The client must report any claim or complaint in writing by registered post to TribalSage’s registered office within fourteen (14) calendar days of delivery. Failing this, goods and services will be deemed accepted.

13. Export Control and Compliance

The client agrees to comply with all applicable export control laws and sanctions. TribalSage shall not be liable for any breach by the client. The client warrants that the goods will not be diverted to sanctioned entities or countries.

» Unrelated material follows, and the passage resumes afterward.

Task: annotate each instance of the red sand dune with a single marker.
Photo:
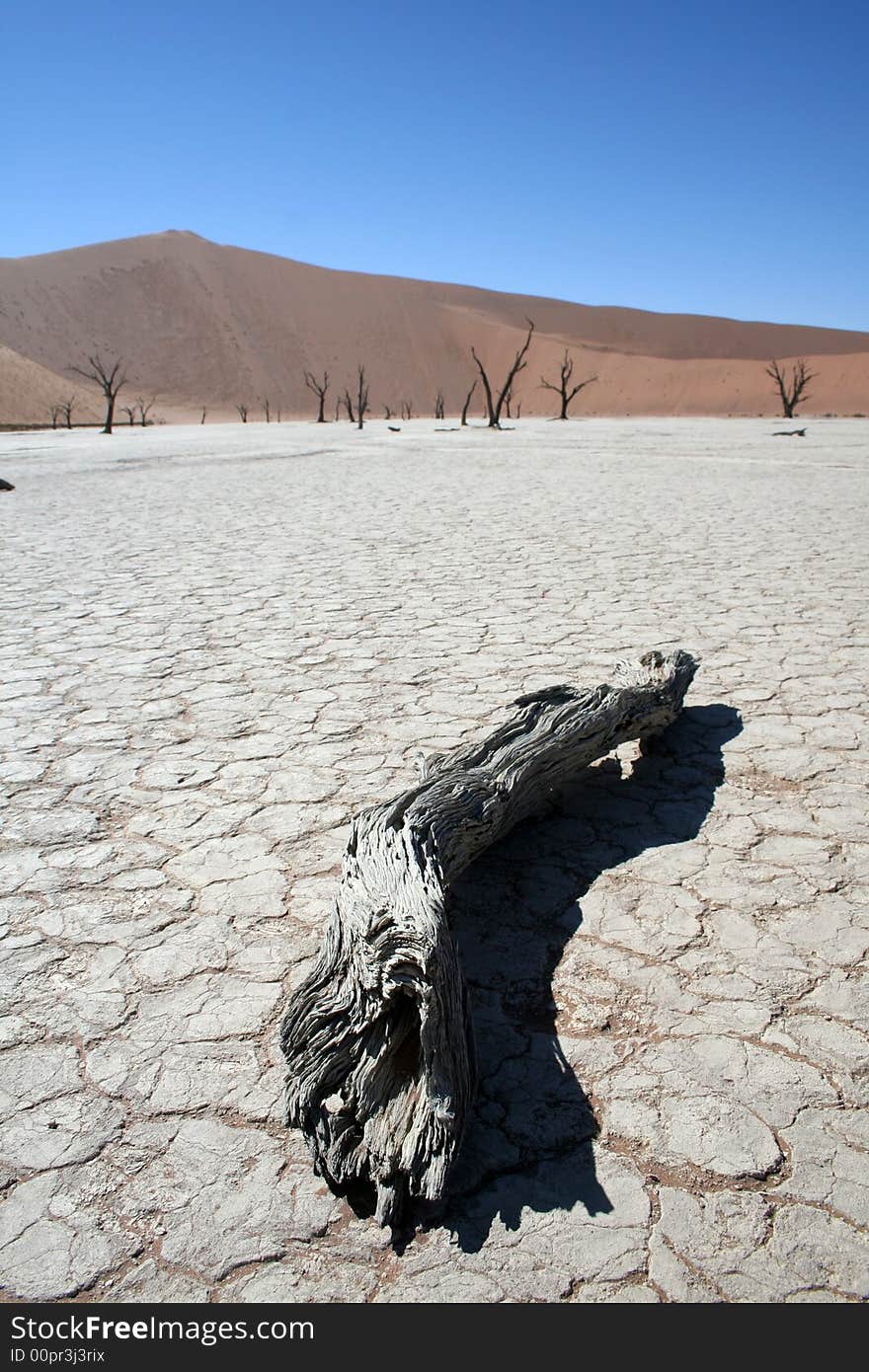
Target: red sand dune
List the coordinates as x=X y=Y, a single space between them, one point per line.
x=203 y=324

14. Electronic Communication

The client agrees that all electronic communications, including emails, scanned signatures, and digital approvals, shall be deemed valid and enforceable for commercial and legal purposes.

15. Indemnity

The client agrees to indemnify and hold harmless TribalSage from any claims, damages, or liabilities arising from misuse, resale, or unauthorized distribution of the goods or services.

16. Entire Agreement

These Terms, together with any signed invoices or sales confirmations, constitute the entire agreement between the parties and supersede all prior discussions, proposals, and representations.

17. Governing Law and Jurisdiction

All agreements shall be governed by and construed in accordance with the laws of the State of Kuwait. Any disputes shall be subject to the exclusive jurisdiction of the courts of Kuwait City.